Trees By Judi Lloyd
There seems to be a trend here in Trent Woods to “clear cut” trees from home properties in fear of hurricane damage. We should be mindful that not all trees are highly susceptible to forceful winds. In fact, trees absorb much of the storm’s wind energy. If they are not there, your home could become the target. Of course, diseased or weak trees should be removed. Some of the factors to consider in removing a tree in your yard are: the age of the tree, loss of major branches or the presence of disease. An arborist is the best advisor for this decision and well worth the price. You can read the NCSU document: https://content.ces.ncsu.edu/how-to-hire-a-tree-care-professional or contact the County Cooperative Extension at 633-1477 to find one.
The value of your home is affected by the landscaping and trees are a large part of that. They can directly influence your A/C costs, flooding potential and clean air.
If you must remove a tree, think carefully about a replacement. Some considerations are: the site (sun, shade or mixed), position (how close to your house), eventual height and spread at maturity and most importantly, choose from the list of wind resistant trees.
Avoid planting trees in the spring or summer.
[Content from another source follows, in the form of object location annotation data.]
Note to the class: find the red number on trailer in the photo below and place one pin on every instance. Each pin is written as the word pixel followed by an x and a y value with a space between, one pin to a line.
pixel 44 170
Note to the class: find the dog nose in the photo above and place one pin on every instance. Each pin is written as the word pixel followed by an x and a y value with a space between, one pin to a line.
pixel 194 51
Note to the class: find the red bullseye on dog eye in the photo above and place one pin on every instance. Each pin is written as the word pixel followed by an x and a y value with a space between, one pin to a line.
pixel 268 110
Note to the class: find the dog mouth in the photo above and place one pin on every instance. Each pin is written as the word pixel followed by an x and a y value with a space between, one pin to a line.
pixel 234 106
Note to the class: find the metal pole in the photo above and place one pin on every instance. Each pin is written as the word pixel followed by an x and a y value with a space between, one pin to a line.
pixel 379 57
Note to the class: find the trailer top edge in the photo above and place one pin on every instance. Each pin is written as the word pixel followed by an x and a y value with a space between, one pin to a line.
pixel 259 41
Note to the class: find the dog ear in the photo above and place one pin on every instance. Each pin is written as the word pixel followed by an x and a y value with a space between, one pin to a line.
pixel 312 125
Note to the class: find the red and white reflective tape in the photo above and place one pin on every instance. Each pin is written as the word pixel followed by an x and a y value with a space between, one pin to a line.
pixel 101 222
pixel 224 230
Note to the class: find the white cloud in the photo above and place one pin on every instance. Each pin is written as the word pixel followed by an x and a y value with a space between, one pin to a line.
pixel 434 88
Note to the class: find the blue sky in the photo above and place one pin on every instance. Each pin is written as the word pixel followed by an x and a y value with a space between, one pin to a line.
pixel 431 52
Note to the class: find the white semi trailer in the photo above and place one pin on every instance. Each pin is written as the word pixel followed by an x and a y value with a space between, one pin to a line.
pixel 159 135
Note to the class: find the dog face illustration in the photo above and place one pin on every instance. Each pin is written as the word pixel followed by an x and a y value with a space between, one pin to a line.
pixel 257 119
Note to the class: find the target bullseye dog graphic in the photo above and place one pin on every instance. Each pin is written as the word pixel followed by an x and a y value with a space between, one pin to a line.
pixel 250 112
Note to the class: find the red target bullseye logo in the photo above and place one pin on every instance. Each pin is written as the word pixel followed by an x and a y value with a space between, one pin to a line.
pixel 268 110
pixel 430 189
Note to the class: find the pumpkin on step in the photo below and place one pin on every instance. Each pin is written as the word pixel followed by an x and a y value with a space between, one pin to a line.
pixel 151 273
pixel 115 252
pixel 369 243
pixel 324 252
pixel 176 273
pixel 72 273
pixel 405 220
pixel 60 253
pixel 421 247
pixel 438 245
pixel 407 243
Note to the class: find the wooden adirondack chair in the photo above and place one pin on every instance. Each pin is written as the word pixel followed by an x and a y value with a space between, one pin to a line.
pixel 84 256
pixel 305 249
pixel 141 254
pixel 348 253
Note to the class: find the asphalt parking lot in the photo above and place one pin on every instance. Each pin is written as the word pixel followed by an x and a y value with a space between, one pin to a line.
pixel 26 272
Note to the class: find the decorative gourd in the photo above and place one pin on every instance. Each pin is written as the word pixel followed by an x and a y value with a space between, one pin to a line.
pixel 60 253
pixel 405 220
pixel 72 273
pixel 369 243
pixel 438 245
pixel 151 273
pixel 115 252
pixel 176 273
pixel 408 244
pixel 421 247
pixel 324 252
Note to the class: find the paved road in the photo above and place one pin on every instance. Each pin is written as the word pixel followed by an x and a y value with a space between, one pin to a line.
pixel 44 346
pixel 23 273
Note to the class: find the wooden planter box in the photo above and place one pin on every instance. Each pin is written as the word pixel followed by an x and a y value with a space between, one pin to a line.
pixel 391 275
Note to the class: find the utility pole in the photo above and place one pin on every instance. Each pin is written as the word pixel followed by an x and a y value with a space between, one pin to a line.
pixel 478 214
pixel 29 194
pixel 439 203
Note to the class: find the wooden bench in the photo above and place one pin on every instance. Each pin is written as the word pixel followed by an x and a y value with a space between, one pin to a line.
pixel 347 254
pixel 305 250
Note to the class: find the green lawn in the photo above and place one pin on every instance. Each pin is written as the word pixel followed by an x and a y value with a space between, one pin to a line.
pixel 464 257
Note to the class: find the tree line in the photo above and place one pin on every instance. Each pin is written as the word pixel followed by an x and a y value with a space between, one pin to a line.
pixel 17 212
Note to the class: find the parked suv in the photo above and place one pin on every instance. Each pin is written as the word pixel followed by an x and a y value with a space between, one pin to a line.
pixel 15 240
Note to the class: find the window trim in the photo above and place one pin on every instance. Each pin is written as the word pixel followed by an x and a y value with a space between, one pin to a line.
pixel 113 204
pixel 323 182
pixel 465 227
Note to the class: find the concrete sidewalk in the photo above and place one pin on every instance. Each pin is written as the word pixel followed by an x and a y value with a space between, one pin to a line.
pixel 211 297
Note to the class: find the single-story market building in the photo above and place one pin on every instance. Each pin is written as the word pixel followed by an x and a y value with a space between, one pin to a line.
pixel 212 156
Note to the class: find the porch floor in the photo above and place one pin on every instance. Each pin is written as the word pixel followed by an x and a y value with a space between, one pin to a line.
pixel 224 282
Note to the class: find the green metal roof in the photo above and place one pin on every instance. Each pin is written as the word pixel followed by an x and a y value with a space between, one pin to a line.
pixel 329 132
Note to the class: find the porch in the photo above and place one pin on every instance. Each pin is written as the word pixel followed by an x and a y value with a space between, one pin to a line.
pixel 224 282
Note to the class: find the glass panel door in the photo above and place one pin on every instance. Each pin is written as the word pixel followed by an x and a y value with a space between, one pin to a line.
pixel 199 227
Planting in the late fall or winter will give a new tree time for root development before the brutal heat of our summers. Do plan to water adequately and deeply for the first year. Just like babies, young plants need some TLC until they are ready to be independent. If droughts occur, a long slow soak gets to the roots and doesn’t waste water.
Trees for our area with the highest wind resistance are: Cornus florida (flowering dogwood), Ilex cassine (dahoon holly), Ilex opaca (American holly), Lagerstroemia (indica crapemyrtle), Magnolia grandiflora( southern magnolia), Quercus virginiana (live oak), Taxodium distichum (baldcypress), Taxodium ascendens (pondcypress (and Sabal palmetto (cabbage palmetto).
Trees that should be situated appropriately due to very low wind resistance here are: Carya illinoinesis (pecan), Liriodendron tulipifera (tulip poplar), Quercus laurifolia (laurel oak), Quercus nigra (water oak), Ulmus parvifolia ( Chinese elm) and X Cupressocyparis leylandii (Leyland cypress).
Every tree supports wildlife in some fashion. Our very lives depend on the ecosystems that make for a healthy atmosphere.